The Christina Stead Prize 2017!

“I cannot express how wonderful it is to bring such an award home to Tasmania.”

Writing is a long game. Or at least it has been in my case. To those who have read my Stella Prize speech, you’ll know I’ve been writing since I was a very small child. Since before I even had words but simply knew I wanted to put pen to paper and express things. And this year, 2017, Year of Writing Miracles, has somehow emerged as a year where all that hard work has come to fruition. On May 23rd, as part of the New South Wales Premier’s Prizes, The Museum of Modern Love won the Christina Stead Prize for fiction.

The Christina Stead prize commemorates the brilliant Australian author Christina Stead. It has previously been won by the most incredible list of authors – and I am humbled and awed by finding my book among them. They include Helen Garner, Elizabeth Jolley, Beverley Farmer, Kate Grenville, Alex Miller, Robert Drewe,  J.M.Coetzee, Joan London, Merlinda Bobis, Carrie Tiffany, Michelle De Kretser, Thea Astley,  Tim Winton, David Malouf, Peter Carey …

Most excitingly, it has only once before been won by a Tasmaniam. That was back in 1989 for Helen Hodgman’s novel Broken Words. Helen was actually born in England and only spent a few teenage years in Tasmania, so this is the first time it’s gone to a born and bred Tasmanian. I’m particularly proud of that for all my fellow Tasmanian writers and the rich reading community that has so generously supported my writing over the past 20 years.

I cannot express how wonderful it is to bring such an award home to Tasmania. I hope this inspires many other writers not only in Tasmania but in all the remote parts of Australia, who often work with a sense of increased isolation from the literary centres of Melbourne and Sydney, and all writers who work long and hard at their craft in the hope of a breakthrough moment in their careers, that sometimes  – sometimes – it happens.

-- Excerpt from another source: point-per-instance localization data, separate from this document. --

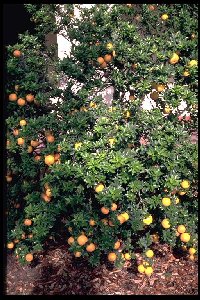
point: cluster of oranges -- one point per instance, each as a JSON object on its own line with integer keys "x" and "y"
{"x": 103, "y": 61}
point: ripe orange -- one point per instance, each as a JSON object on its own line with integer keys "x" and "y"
{"x": 82, "y": 240}
{"x": 151, "y": 7}
{"x": 165, "y": 223}
{"x": 164, "y": 17}
{"x": 99, "y": 188}
{"x": 50, "y": 138}
{"x": 49, "y": 160}
{"x": 21, "y": 102}
{"x": 154, "y": 95}
{"x": 100, "y": 60}
{"x": 8, "y": 178}
{"x": 112, "y": 256}
{"x": 45, "y": 197}
{"x": 22, "y": 123}
{"x": 104, "y": 210}
{"x": 185, "y": 237}
{"x": 160, "y": 87}
{"x": 181, "y": 229}
{"x": 12, "y": 97}
{"x": 34, "y": 143}
{"x": 17, "y": 53}
{"x": 30, "y": 98}
{"x": 117, "y": 245}
{"x": 17, "y": 87}
{"x": 27, "y": 222}
{"x": 121, "y": 219}
{"x": 29, "y": 257}
{"x": 16, "y": 132}
{"x": 114, "y": 206}
{"x": 92, "y": 222}
{"x": 37, "y": 157}
{"x": 30, "y": 149}
{"x": 70, "y": 240}
{"x": 10, "y": 245}
{"x": 103, "y": 65}
{"x": 20, "y": 141}
{"x": 57, "y": 156}
{"x": 77, "y": 254}
{"x": 127, "y": 256}
{"x": 48, "y": 192}
{"x": 104, "y": 221}
{"x": 108, "y": 57}
{"x": 91, "y": 247}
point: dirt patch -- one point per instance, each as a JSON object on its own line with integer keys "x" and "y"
{"x": 57, "y": 272}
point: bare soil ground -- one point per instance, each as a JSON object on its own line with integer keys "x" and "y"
{"x": 56, "y": 272}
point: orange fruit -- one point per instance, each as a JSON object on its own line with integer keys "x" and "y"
{"x": 48, "y": 192}
{"x": 104, "y": 210}
{"x": 29, "y": 257}
{"x": 112, "y": 256}
{"x": 10, "y": 245}
{"x": 34, "y": 143}
{"x": 82, "y": 240}
{"x": 8, "y": 178}
{"x": 91, "y": 247}
{"x": 160, "y": 87}
{"x": 154, "y": 95}
{"x": 165, "y": 223}
{"x": 22, "y": 123}
{"x": 92, "y": 222}
{"x": 30, "y": 98}
{"x": 23, "y": 236}
{"x": 181, "y": 229}
{"x": 17, "y": 53}
{"x": 37, "y": 157}
{"x": 164, "y": 17}
{"x": 132, "y": 97}
{"x": 77, "y": 254}
{"x": 50, "y": 138}
{"x": 114, "y": 206}
{"x": 70, "y": 240}
{"x": 117, "y": 245}
{"x": 16, "y": 241}
{"x": 17, "y": 87}
{"x": 45, "y": 197}
{"x": 57, "y": 156}
{"x": 121, "y": 219}
{"x": 27, "y": 222}
{"x": 151, "y": 7}
{"x": 185, "y": 237}
{"x": 16, "y": 132}
{"x": 103, "y": 65}
{"x": 108, "y": 58}
{"x": 21, "y": 102}
{"x": 100, "y": 60}
{"x": 104, "y": 221}
{"x": 49, "y": 160}
{"x": 20, "y": 141}
{"x": 30, "y": 149}
{"x": 12, "y": 97}
{"x": 127, "y": 256}
{"x": 111, "y": 223}
{"x": 99, "y": 188}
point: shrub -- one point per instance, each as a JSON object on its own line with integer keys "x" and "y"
{"x": 110, "y": 174}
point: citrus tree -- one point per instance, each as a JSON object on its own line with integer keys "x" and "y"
{"x": 121, "y": 177}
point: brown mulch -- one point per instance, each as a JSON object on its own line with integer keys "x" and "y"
{"x": 57, "y": 272}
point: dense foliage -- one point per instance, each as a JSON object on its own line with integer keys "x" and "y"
{"x": 108, "y": 174}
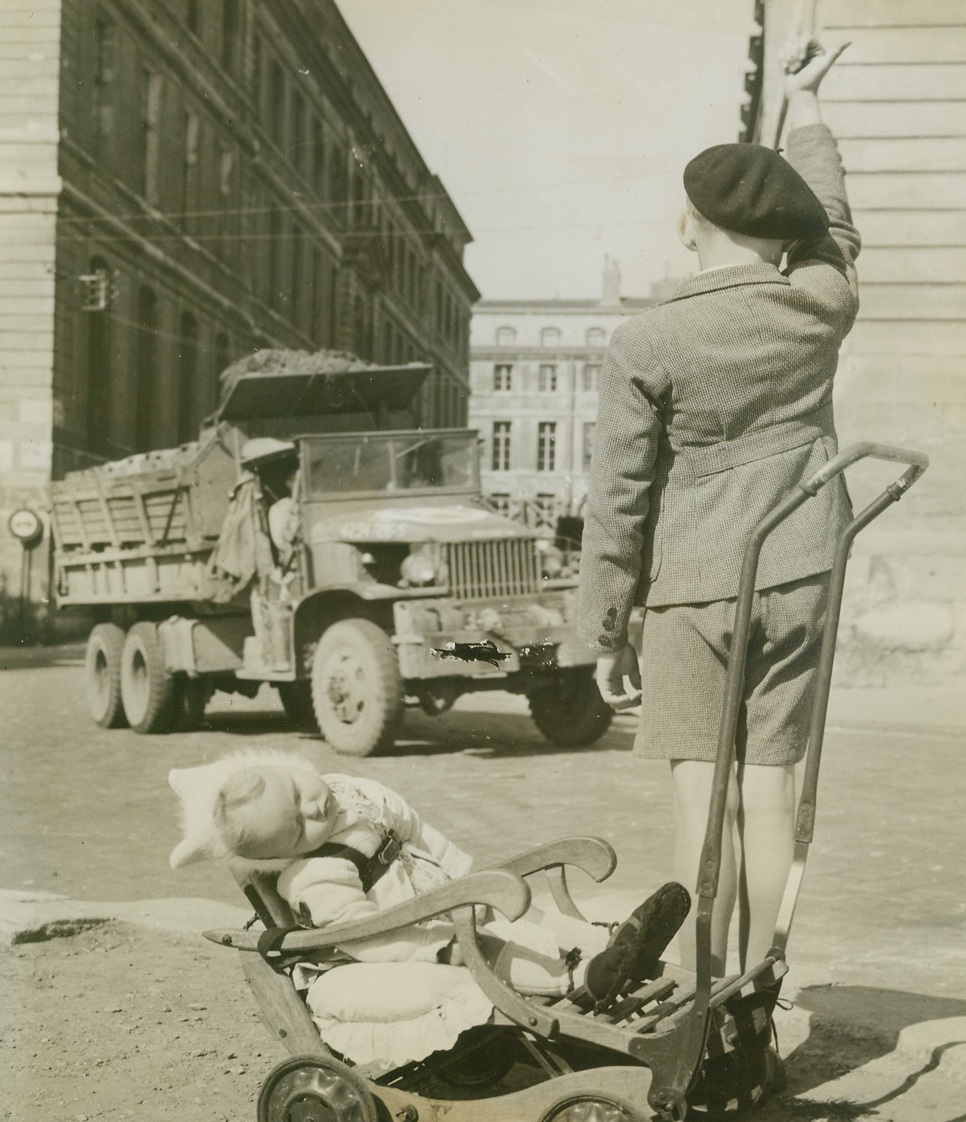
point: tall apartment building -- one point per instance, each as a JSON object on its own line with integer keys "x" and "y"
{"x": 183, "y": 182}
{"x": 894, "y": 101}
{"x": 534, "y": 366}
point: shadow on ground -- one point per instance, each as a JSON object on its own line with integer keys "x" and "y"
{"x": 876, "y": 1018}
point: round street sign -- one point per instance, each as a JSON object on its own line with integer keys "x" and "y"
{"x": 27, "y": 526}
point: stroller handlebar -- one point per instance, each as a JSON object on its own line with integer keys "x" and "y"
{"x": 918, "y": 462}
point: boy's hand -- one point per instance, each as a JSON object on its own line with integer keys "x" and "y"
{"x": 618, "y": 678}
{"x": 806, "y": 63}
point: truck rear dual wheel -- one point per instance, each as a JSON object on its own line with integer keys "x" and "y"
{"x": 102, "y": 673}
{"x": 357, "y": 691}
{"x": 147, "y": 687}
{"x": 570, "y": 710}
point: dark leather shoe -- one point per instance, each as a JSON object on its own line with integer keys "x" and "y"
{"x": 635, "y": 948}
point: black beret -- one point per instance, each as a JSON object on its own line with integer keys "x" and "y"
{"x": 753, "y": 190}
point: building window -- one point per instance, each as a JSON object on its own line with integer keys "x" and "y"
{"x": 297, "y": 255}
{"x": 299, "y": 153}
{"x": 588, "y": 443}
{"x": 187, "y": 388}
{"x": 275, "y": 293}
{"x": 150, "y": 137}
{"x": 99, "y": 369}
{"x": 276, "y": 107}
{"x": 104, "y": 62}
{"x": 546, "y": 445}
{"x": 189, "y": 173}
{"x": 500, "y": 445}
{"x": 256, "y": 73}
{"x": 503, "y": 376}
{"x": 545, "y": 509}
{"x": 548, "y": 378}
{"x": 146, "y": 370}
{"x": 220, "y": 360}
{"x": 229, "y": 34}
{"x": 318, "y": 157}
{"x": 590, "y": 376}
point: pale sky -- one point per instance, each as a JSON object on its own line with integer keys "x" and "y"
{"x": 560, "y": 128}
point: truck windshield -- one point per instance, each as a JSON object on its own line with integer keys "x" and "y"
{"x": 391, "y": 462}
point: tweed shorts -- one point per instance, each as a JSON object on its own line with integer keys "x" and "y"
{"x": 683, "y": 667}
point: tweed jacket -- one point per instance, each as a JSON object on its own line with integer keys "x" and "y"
{"x": 713, "y": 406}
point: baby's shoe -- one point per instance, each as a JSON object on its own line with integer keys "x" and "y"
{"x": 635, "y": 948}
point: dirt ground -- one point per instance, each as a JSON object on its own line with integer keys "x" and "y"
{"x": 123, "y": 1021}
{"x": 120, "y": 1021}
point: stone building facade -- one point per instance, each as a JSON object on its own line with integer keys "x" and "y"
{"x": 894, "y": 101}
{"x": 534, "y": 366}
{"x": 183, "y": 182}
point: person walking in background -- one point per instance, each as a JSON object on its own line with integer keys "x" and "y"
{"x": 714, "y": 405}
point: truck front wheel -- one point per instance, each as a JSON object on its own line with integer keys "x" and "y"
{"x": 147, "y": 686}
{"x": 102, "y": 672}
{"x": 357, "y": 691}
{"x": 570, "y": 711}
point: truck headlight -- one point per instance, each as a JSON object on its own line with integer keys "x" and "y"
{"x": 551, "y": 559}
{"x": 420, "y": 568}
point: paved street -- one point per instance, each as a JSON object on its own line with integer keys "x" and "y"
{"x": 879, "y": 936}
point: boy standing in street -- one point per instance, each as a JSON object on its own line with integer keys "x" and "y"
{"x": 714, "y": 405}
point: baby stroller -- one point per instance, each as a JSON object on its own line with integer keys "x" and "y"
{"x": 682, "y": 1045}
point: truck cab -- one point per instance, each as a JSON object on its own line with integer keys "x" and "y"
{"x": 397, "y": 586}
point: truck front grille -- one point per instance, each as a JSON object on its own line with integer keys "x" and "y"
{"x": 487, "y": 570}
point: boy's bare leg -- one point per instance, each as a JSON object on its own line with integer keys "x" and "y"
{"x": 766, "y": 842}
{"x": 692, "y": 781}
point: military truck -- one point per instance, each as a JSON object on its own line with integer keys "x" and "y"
{"x": 395, "y": 585}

I do hope it happens for you.

Here’s a little background from the State Library of NSW  about the award and the judges comments on The Museum of Modern Love.

About Christina Stead

The award commemorates Christina Ellen Stead (1902-1983), Australian novelist and short-story writer. Stead was born in Rockdale, New South Wales. She published fifteen novels beginning with The Salzburg Tales and Seven Poor Men of Sydney (1934). Her most well-known novel The Man Who Loved Children (1940) was based on her childhood in Sydney. Stead lived most of her life overseas, in Europe and the U.S., but retained a strong sense of national identity, reviewing Australian novels for the New York Times Book Review and keeping up with news from Australia through family correspondence. Her work, including several volumes of short stories, is acclaimed for her satirical wit. Stead’s literary popularity in Australia increased significantly after her return in 1974. The same year she received the inaugural Patrick White Literary Award to recognise her lifetime achievement.

Judges’ Comments

In a now semi-famous aphorism, mid-century French philosopher Simone Weil called attention ‘the rarest and purest form of generosity’, and more than the spirit of that observation inhabits Heather Rose’s deeply striking seventh novel. Initially centred on Arky, a composer for film, The Museum of Modern Love deftly orchestrates a range of characters including the US-Serbian artist Marina Abramović. In Abramović’s 2010 work The Artist Is Present, people were invited to sit silently in a chair directly across from her in order to share each other’s gaze. This is pivotal for a novel deeply concerned with the expansiveness of attention and the limits of responsibility.

The narrator’s voice gives the novel a quiet power, as if the universe was filled with a non-meddling benevolence. There’s a cinematic quality too, with even minor figures sketched in with sure and affecting touches. The Museum of Modern Love is alive with the surprise and challenge of presence in many of its forms — it is a very generous book indeed.

Images and storytelling have been intertwined since the first human beings gathered by a painted wall to tell tales in the firelight. Heather Rose’s The Museum of Modern Love works with these ancient ghosts with exquisite care and intelligence. Positing grief and art as deep echoes that corroborate the transitory nature of our lives, Rose brings the reader to a place of acceptance despite the inevitable darkness. With rare subtlety and humanity, this novel relocates the difficult path to wonder in us all.

 

This lovely picture is NSW Premier Gladys Berejiklian handing me the prize. I love the delight in both of us!